The last example is the robotically powered mobile pizzeria, Stellar pizza, which recently announced its launch in the emerging tech hub of Los Angeles in spring 2022. The company is the brainchild of former SpaceX engineer-turned-CEO Benson Tsai. SpaceX alumni also make up the engineering team, and the recipes are in part the creation of former SpaceX executive chef and director of culinary services Ted Cizma.

The idea is to use cutting edge technology and advanced robotics to revolutionize the preparation and delivery of pizzas. With its new pizza maker, Stellar Pizza can create a fully baked pizza in less than five minutes at a production rate of one pizza every 45 seconds. The robot is part of a food truck concept that can deliver a greater amount of fresh, gourmet pizza more consistently than its brick-and-mortar counterparts.

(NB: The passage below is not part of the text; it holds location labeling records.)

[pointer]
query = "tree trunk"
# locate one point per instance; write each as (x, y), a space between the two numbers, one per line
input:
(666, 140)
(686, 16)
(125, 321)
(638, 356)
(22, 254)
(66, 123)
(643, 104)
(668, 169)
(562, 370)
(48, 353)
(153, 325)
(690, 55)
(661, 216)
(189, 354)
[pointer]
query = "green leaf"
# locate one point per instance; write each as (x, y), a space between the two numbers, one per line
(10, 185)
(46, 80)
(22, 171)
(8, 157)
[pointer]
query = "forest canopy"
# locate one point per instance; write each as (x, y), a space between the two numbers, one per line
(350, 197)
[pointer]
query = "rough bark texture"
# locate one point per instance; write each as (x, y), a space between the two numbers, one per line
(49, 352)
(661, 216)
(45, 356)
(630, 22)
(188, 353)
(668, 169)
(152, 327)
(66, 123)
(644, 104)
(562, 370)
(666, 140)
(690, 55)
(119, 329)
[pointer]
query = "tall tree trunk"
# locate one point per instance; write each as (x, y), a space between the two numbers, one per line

Seems familiar?

The economic model is not far from that of Zume, except that Zume’s ambitions have turned it upside down. Zume drew $ 375 million from SoftBank’s Vision Fund and began to evolve with cutting edge technology, but before having a viable business plan. The company also missed the biggest windfall for the food delivery industry from wax-coated paper containers: a global pandemic that suddenly wiped out in-person meals for much of the world for a long time. long period and has adapted consumers to an obsession with sterile preparation practices. .

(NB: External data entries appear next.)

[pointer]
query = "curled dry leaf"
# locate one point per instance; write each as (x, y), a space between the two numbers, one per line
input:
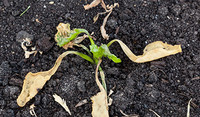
(35, 81)
(99, 101)
(151, 52)
(62, 102)
(82, 102)
(32, 111)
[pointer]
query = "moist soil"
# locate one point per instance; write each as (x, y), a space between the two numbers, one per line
(164, 86)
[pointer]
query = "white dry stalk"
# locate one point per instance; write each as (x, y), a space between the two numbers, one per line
(32, 111)
(188, 108)
(62, 102)
(94, 4)
(154, 113)
(102, 28)
(110, 100)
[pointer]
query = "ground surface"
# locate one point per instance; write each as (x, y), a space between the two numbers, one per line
(165, 85)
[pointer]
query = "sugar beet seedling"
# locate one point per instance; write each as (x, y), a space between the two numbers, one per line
(95, 52)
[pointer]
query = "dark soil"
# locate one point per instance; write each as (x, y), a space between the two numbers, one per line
(165, 85)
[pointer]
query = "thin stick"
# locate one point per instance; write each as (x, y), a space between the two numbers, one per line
(188, 109)
(25, 10)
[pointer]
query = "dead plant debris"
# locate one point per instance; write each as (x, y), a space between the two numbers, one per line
(152, 51)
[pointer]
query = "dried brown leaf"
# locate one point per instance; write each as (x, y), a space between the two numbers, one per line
(152, 51)
(92, 4)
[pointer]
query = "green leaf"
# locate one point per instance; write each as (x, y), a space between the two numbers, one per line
(109, 55)
(103, 51)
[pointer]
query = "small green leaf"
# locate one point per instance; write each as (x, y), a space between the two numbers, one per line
(103, 51)
(96, 51)
(109, 55)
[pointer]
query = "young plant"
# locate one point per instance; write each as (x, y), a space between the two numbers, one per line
(35, 81)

Enter the robots. Developers have taken leaps back and forth and early entrants into the automated food preparation space, including the creators of Flippy, the burger-making robot, have reached a step of adoption that would have seemed unlikely. not that long ago. Salad vending machines and autonomous ground-based robots delivering take-out meals are now a reality, albeit a nascent reality confined for the time being to smaller test beds. With that in mind, Zume’s flop in January 2020 may look a bit like this video of the marathon runner collapsing just before the finish line.

For Stellar, the robotic pizza-making process begins with a ball of freshly made raw pizza dough, which is pressed and shaped into a round pizza crust. Then a homemade sauce and fresh toppings are added. Finally, the raw pizza is inserted into one of four custom designed high temperature ovens for perfect cooking. In other words, this is exactly how you would make pizza if you were a human, it’s just made by a robot. There is nothing particularly disturbing or unexpected about the idea of ​​automating a repeatable process with high efficiency. Frankly, the guy with flour on his arms twirling a pie at a creosote cap is a bigger head scraper.

That’s why robotic pizza production is a good idea, an idea that should take off as soon as possible. It remains to be seen whether Stellar – or any company – emerges as a revolutionary player in an industry that appears to be doing pretty well. Pizza production will almost certainly benefit from new technologies. But the pizza game probably doesn’t need a new unicorn.